INTRODUCTION
Schneider's (2007) Dynamic Model (DM), which aims to provide an account of the development of postcolonial Englishes (PCEs), has proven to be extremely influential. The DM has made it possible to situate the various PCEs in relation to the five phases that it posits (foundation, exonormative stabilisation, nativisation, endonormative stabilisation and differentiation), thus connecting the developments of PCEs to their colonial histories as well as their later sociopolitical conditions. This also opens up ways of comparing the sociolinguistic trajectories of different PCEs, and even possibly to make predictions about their future developments given that the phases are ordered in a linear manner.

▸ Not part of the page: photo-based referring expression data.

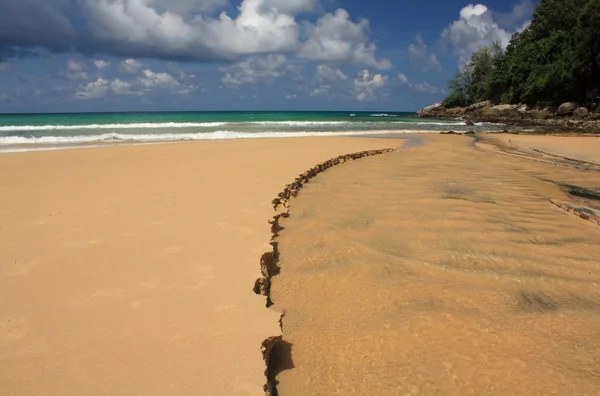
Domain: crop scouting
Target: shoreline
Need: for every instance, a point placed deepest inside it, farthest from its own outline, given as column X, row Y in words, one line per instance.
column 391, row 134
column 142, row 253
column 382, row 298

Despite its success, the DM does face two key issues, one internal to the model and the other external to it. The internal issue is this. There are developments in PCEs which go beyond the fifth phase of differentiation, such as the global mobility of peoples as well as cultural – including linguistic – products. The DM needs to address this issue of mobility because one of the key principles behind the DM is its consistency with macro-sociolinguistic processes (Schneider 2007: 20). This means that the model has to be able to establish connections with ongoing macro-sociolinguistic changes since the history of PCEs clearly does not end with the fifth phase. As Schneider himself acknowledges, ‘the glocalization of English will continue’ (2007: 317).
The external issue is this. There are observed similarities between PCEs and non-PCEs. Non-PCEs have been observed to display some of the features associated with PCEs, such as nativisation and second-language status (e.g. Edwards 2016). Unless these similarities are accounted for, the DM is in the awkward position where they have to be treated as coincidences.
The Extra- and Intra-territorial Forces Model (EIFM) (Buschfeld and Kautzsch 2017) attempts to address the external issue though not the internal one. It aims to address the external issue by arguing that both PCEs and non-PCEs develop along similar lines; that is, non-PCEs, too, present many of the same five phases identified by the DM. According to the EIFM, the two kinds of Englishes, PCEs and non-PCEs, differ mainly in whether their foundation phases involved a period of colonisation.